Everyone loves the idea of the diaspora when it’s just about accents and “international perspectives,” right? A little exotic seasoning to sprinkle on your diversity panel. But living in the diaspora isn’t just airport codes and WhatsApp calls across time zones. It’s exile. It’s grief with no funeral. It’s shouting in a language your children might never fully understand.
My aunt tells me she left Zimbabwe with a backpack of hope and a head full of borrowed dreams. And you know what she found out there? Loneliness in high definition. Racism wearing a suit. People who asked where she was from and then blinked blankly when they heard “Harare.”
Like her whole nation was just a footnote in some NGO report.
Out there, you’re too foreign to belong, but too assimilated to return. And when you do come back—if you dare—you get side-eyed like you’re some ghost of privilege. “Ah, diaspora people, they think they know better.” No. They don’t think they know better. They’re just tired of pretending that leaving fixed them.

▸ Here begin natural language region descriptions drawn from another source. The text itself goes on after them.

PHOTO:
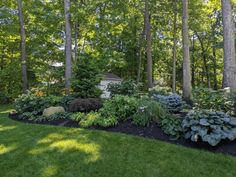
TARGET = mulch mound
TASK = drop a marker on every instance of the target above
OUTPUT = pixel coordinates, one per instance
(153, 131)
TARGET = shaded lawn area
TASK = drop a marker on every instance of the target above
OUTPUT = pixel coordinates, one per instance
(40, 151)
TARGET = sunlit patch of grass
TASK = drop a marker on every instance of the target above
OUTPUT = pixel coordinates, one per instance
(29, 150)
(49, 171)
(5, 149)
(5, 109)
(4, 128)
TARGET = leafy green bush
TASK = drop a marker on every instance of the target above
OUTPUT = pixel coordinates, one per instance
(159, 90)
(148, 110)
(31, 117)
(77, 117)
(85, 105)
(209, 99)
(120, 107)
(85, 81)
(66, 100)
(107, 121)
(4, 99)
(211, 127)
(89, 120)
(173, 102)
(31, 103)
(59, 116)
(124, 88)
(171, 125)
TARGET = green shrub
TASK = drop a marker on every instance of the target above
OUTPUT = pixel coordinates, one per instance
(53, 100)
(59, 116)
(159, 90)
(85, 105)
(148, 110)
(124, 88)
(31, 103)
(32, 117)
(89, 120)
(107, 122)
(4, 99)
(173, 102)
(209, 99)
(171, 125)
(211, 127)
(120, 107)
(85, 81)
(77, 117)
(66, 100)
(27, 116)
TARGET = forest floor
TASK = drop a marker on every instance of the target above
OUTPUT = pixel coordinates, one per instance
(31, 150)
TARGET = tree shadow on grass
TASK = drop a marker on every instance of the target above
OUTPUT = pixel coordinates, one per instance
(28, 150)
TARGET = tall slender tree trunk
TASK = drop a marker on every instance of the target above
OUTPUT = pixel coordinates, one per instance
(204, 56)
(141, 42)
(149, 44)
(68, 47)
(174, 47)
(193, 61)
(229, 77)
(187, 88)
(76, 41)
(23, 48)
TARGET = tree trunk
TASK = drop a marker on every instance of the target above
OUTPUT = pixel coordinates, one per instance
(68, 47)
(204, 56)
(193, 61)
(23, 48)
(174, 47)
(149, 45)
(187, 89)
(229, 77)
(140, 53)
(76, 42)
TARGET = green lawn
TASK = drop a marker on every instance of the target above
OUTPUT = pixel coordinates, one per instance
(41, 151)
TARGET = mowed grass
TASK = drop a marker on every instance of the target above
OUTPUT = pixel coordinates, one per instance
(42, 151)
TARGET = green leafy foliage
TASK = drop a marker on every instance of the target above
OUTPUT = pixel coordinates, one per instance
(86, 79)
(124, 88)
(173, 102)
(31, 103)
(159, 90)
(148, 111)
(209, 99)
(4, 99)
(107, 121)
(66, 100)
(171, 125)
(85, 105)
(120, 107)
(89, 119)
(59, 116)
(77, 117)
(210, 127)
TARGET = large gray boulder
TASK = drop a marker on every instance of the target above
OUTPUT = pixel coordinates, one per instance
(52, 110)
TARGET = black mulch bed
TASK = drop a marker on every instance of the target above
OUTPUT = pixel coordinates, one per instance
(153, 132)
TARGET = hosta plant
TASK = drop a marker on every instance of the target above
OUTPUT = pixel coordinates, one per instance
(171, 125)
(210, 127)
(173, 102)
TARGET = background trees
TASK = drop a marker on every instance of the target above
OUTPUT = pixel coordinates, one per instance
(111, 35)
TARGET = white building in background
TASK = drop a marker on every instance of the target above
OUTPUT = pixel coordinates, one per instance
(107, 79)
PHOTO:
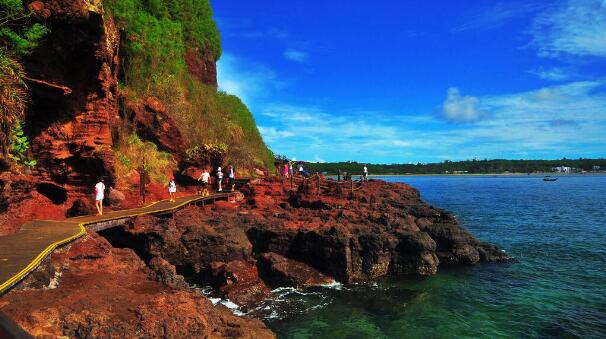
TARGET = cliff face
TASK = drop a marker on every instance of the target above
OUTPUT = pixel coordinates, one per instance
(279, 237)
(91, 90)
(73, 82)
(132, 278)
(107, 292)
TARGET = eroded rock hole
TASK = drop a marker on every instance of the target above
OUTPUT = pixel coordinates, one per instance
(56, 194)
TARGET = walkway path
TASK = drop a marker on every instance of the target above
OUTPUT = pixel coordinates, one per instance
(22, 253)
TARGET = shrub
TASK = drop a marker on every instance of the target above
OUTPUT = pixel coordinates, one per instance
(19, 146)
(13, 98)
(158, 32)
(132, 153)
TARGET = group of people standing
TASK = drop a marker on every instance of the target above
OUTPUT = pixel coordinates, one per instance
(205, 181)
(287, 170)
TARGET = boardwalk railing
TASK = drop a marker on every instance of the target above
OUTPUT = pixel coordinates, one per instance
(322, 183)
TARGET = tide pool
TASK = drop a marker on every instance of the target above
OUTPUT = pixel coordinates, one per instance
(557, 230)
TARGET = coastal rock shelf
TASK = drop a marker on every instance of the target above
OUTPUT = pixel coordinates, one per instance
(276, 236)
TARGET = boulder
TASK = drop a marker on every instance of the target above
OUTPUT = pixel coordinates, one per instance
(278, 271)
(115, 198)
(239, 282)
(153, 123)
(80, 207)
(163, 271)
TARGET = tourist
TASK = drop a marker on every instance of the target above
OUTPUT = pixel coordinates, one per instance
(204, 179)
(99, 196)
(219, 178)
(172, 188)
(285, 171)
(231, 175)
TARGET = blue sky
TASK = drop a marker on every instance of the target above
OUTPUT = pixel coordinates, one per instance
(419, 81)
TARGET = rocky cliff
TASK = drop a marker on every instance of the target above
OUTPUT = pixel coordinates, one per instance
(95, 85)
(275, 237)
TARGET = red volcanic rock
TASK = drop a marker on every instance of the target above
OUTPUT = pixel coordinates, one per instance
(202, 64)
(163, 271)
(107, 292)
(239, 282)
(278, 236)
(23, 198)
(153, 123)
(68, 121)
(38, 9)
(279, 271)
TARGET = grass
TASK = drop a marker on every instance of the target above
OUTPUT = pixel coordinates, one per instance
(158, 33)
(13, 98)
(132, 153)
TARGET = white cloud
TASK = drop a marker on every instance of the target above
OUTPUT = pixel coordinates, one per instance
(553, 74)
(461, 109)
(271, 133)
(296, 55)
(247, 80)
(495, 15)
(574, 27)
(563, 120)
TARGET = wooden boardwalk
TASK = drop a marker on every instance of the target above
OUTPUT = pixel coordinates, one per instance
(22, 253)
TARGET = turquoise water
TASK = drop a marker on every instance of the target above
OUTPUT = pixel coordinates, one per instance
(558, 290)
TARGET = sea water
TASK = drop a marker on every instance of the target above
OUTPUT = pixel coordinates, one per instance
(557, 230)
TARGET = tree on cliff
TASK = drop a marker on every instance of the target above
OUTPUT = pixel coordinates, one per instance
(18, 36)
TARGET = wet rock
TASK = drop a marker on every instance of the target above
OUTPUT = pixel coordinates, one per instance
(278, 271)
(108, 292)
(80, 207)
(153, 123)
(202, 64)
(239, 282)
(163, 271)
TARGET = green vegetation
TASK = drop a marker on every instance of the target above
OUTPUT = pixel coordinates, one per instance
(13, 99)
(132, 153)
(158, 34)
(17, 37)
(468, 166)
(19, 146)
(207, 154)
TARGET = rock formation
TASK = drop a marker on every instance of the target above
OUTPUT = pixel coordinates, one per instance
(280, 237)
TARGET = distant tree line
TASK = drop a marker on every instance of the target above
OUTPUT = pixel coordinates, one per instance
(495, 166)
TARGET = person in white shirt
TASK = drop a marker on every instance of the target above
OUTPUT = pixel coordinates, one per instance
(205, 180)
(219, 178)
(99, 196)
(172, 189)
(231, 175)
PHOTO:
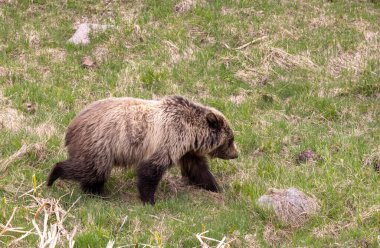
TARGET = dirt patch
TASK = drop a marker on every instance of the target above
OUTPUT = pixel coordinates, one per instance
(177, 55)
(3, 71)
(322, 21)
(239, 98)
(355, 61)
(373, 161)
(335, 228)
(101, 53)
(275, 237)
(11, 119)
(186, 5)
(56, 55)
(274, 57)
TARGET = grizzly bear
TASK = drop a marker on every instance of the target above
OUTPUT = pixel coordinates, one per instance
(148, 135)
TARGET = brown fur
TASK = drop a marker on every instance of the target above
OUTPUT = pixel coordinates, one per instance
(149, 135)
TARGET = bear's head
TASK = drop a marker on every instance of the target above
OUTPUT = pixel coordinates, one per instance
(222, 144)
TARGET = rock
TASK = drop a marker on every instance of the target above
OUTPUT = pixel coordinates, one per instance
(291, 206)
(81, 35)
(88, 63)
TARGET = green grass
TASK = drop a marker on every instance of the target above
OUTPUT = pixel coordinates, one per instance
(312, 83)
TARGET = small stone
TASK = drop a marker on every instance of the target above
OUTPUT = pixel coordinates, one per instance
(291, 206)
(30, 107)
(307, 155)
(88, 63)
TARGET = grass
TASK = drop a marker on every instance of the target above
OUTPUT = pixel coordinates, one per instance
(311, 82)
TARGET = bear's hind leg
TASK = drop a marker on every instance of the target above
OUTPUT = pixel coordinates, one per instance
(95, 188)
(60, 170)
(94, 175)
(196, 169)
(149, 174)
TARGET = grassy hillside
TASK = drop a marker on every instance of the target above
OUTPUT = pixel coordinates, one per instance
(289, 75)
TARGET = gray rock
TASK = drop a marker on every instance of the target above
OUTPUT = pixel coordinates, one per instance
(290, 205)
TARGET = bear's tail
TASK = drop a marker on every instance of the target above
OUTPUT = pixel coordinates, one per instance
(57, 172)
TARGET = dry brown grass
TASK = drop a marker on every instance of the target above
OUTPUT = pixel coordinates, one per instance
(333, 229)
(176, 55)
(356, 60)
(275, 237)
(186, 5)
(274, 57)
(11, 119)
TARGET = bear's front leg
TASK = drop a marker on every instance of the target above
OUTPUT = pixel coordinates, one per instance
(196, 169)
(149, 174)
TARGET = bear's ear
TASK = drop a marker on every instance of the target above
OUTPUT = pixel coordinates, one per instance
(213, 121)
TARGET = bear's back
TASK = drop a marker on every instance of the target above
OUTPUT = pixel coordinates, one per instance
(115, 127)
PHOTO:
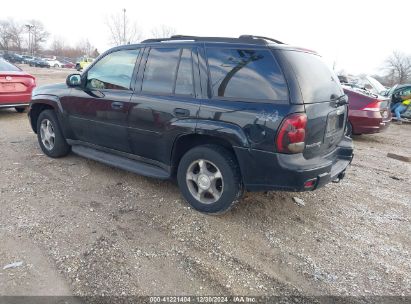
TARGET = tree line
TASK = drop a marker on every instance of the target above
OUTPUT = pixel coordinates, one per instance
(31, 36)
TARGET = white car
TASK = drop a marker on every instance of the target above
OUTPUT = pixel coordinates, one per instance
(54, 63)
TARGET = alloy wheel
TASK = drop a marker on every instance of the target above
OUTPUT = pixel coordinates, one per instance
(47, 134)
(205, 181)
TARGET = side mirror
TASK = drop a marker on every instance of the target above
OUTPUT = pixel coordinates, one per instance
(73, 80)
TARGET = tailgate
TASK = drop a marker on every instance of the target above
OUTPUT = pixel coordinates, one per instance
(324, 101)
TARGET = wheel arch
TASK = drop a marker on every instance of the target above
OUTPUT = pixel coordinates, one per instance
(186, 142)
(38, 105)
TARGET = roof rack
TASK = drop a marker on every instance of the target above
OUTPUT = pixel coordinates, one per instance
(243, 38)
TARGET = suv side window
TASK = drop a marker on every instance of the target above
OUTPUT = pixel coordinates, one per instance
(245, 74)
(160, 70)
(114, 71)
(184, 82)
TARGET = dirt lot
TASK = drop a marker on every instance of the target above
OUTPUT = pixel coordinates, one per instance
(84, 228)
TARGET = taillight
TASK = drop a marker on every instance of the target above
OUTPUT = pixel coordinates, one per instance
(373, 106)
(291, 136)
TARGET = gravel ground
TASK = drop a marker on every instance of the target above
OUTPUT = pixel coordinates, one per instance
(84, 228)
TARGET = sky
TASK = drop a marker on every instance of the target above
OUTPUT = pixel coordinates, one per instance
(355, 36)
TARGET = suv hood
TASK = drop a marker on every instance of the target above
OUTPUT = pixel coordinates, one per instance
(50, 89)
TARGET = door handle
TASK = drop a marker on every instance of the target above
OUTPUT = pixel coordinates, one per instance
(117, 105)
(181, 112)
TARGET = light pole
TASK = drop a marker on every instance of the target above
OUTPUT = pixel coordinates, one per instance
(124, 25)
(29, 27)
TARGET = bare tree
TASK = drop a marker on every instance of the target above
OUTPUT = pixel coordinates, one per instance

It didn’t. It fragmented them.
Let’s stop romanticizing the diaspora. It’s not glamorous—it’s survival. And even now, my aunt carries Zimbabwe in her throat like a hymn she’s afraid to forget. She writes about it, speaks on it, dreams in it—because she’s terrified the silence will swallow it whole.
Diaspora isn’t an escape. It’s an extension. And sometimes, it’s a burden you carry quietly until you remember—it’s also a bridge.